Have you tested WatchMyBirds on another Synology NAS, IP camera, or edge device?
Help expand this list! Share your results by opening an issue or pull request on GitHub with:
- Device model & specs
- OS / Docker setup
- Measured FPS or detection performance
- Additional observations
Your contributions help improve WatchMyBirds for everyone! 🚀
- 🏆 PTZ (Pan-Tilt-Zoom) Camera Control → Auto-tracking & framing of detected objects.
- 🏆 Custom AI Models → Train specialized models for birds, insects, and plants with AIY vision classifiers.
- 🏆 Advanced Object Classification → More precise species identification using batch classification.

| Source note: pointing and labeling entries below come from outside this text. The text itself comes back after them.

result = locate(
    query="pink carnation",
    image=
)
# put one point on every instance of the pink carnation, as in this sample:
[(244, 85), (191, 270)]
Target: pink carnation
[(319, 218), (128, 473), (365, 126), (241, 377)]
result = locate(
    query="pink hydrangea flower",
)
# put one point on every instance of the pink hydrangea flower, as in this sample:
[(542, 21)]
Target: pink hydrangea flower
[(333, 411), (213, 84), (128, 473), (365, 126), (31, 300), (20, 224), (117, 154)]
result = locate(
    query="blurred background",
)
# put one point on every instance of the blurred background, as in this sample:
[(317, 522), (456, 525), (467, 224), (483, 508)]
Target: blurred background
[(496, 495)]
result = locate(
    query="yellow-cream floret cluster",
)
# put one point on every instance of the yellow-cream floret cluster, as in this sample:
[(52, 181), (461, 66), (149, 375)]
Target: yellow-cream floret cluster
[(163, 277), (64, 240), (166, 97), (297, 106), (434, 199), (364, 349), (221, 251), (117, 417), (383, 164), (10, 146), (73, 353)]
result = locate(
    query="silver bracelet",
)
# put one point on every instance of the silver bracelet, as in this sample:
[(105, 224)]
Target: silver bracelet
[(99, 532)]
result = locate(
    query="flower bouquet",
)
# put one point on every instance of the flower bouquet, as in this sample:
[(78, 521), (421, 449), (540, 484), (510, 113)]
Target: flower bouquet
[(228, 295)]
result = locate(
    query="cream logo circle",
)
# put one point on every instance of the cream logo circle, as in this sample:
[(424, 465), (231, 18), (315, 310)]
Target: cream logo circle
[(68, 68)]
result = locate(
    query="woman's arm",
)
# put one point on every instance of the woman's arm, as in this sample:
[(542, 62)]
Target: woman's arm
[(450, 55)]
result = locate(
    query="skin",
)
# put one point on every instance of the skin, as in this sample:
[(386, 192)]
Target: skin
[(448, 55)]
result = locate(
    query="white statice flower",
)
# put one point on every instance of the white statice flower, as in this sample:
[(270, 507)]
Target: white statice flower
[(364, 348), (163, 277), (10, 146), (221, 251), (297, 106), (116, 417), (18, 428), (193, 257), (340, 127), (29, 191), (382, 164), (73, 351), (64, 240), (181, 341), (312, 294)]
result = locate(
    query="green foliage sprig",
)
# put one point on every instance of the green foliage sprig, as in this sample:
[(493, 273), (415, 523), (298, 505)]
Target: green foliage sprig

- 🏆 Optimized for Edge Devices → Efficient performance tuning for Raspberry Pi 4 & 5 and NVIDIA Jetson Nano.
- 🏆 Low-Latency Processing → Further optimizations for improved real-time detection with reduced computational overhead.
- 🏆 Adaptive Filtering → Dynamic threshold adjustments for smarter detection.
- 🏆 Bird Activity Analytics → Generate statistics on number of visits, species diversity, and time-based patterns.
- 🏆 Graphical Dashboards → Visualize detection trends and bird activity with interactive charts & reports.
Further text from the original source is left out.